Sono scappati tutti: Rai, Mediaset, distributori, banche, istituzioni, privati. La pellicola della Fandango sul massacro del G8 è oggetto di un incredibile boicottaggio. E la produzione si è rifugiata a Bucarest.

(03 giugno 2011)
Roma, quartiere Portonaccio. Sono in uno studio cinematografico per preparare "Diaz" e non avendo uno spazio per le prove con gli attori mi rivolgo al centro sociale Zona Rischio a pochi metri di distanza. Risposta: "Leggiamo in un comunicato del Comitato verità e giustizia che Fandango per produrre il film collabora con la Polizia, non siamo disponibili".

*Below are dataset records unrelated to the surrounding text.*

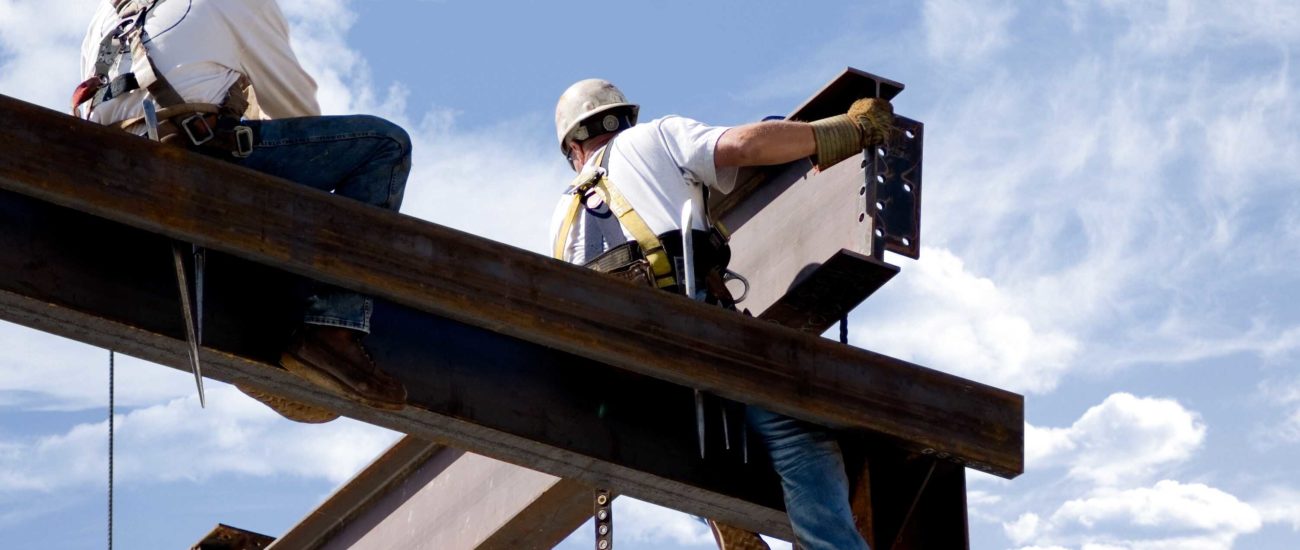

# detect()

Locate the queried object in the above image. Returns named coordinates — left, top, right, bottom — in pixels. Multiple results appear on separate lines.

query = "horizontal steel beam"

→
left=0, top=98, right=1023, bottom=477
left=274, top=436, right=592, bottom=550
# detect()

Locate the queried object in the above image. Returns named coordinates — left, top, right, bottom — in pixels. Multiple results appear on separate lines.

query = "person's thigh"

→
left=239, top=114, right=411, bottom=209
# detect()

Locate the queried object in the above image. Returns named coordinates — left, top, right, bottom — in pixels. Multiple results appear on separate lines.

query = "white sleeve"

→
left=543, top=194, right=573, bottom=261
left=226, top=0, right=321, bottom=118
left=659, top=116, right=737, bottom=192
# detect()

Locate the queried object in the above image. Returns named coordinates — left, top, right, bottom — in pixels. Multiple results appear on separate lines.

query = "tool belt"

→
left=159, top=113, right=257, bottom=160
left=584, top=230, right=736, bottom=308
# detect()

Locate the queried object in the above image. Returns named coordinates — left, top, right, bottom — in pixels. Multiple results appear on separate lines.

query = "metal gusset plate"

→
left=862, top=116, right=926, bottom=259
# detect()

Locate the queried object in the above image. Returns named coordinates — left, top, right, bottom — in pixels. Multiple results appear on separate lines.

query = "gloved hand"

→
left=849, top=98, right=893, bottom=148
left=811, top=98, right=893, bottom=169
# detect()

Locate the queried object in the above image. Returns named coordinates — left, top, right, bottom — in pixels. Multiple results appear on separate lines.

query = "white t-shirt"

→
left=547, top=116, right=737, bottom=264
left=81, top=0, right=320, bottom=124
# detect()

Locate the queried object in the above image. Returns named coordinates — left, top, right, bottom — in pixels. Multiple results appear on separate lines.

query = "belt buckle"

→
left=230, top=126, right=254, bottom=159
left=181, top=113, right=217, bottom=147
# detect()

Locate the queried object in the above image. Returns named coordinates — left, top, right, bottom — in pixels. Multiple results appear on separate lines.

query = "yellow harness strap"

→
left=554, top=142, right=677, bottom=289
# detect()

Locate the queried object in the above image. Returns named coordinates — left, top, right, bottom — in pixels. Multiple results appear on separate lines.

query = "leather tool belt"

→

Resto senza fiato. Chiedo un colloquio con gli occupanti, vorrei capire fino in fondo. Accettano. A Cannes Domenico Procacci ha annunciato il via alle riprese, e ha aggiunto di non voler fare il film pregiudizialmente contro la Polizia, ma di aver chiesto un incontro con il prefetto Manganelli. Il Comitato verità e giustizia, con un automatismo stupefacente, ha emesso un comunicato durissimo accusandolo di aver fatto "analizzare" la sceneggiatura a Manganelli ma non a loro. I ragazzi del centro sociale sono ospitali e mi fanno molte domande. Non ho mai voluto parlare in pubblico del film perché sono troppo coinvolto, è un film difficile, e non voglio inutili discussioni. Ho incontrato tante persone travolte dalla vicenda, fortemente segnate. Il primo colloquio con Lorenzo Guadagnucci, uno dei firmatari del comunicato, mi ha convinto ad approfondire la ricerca. Lorenzo è una figura pubblica, ha scritto libri e articoli sulla Diaz.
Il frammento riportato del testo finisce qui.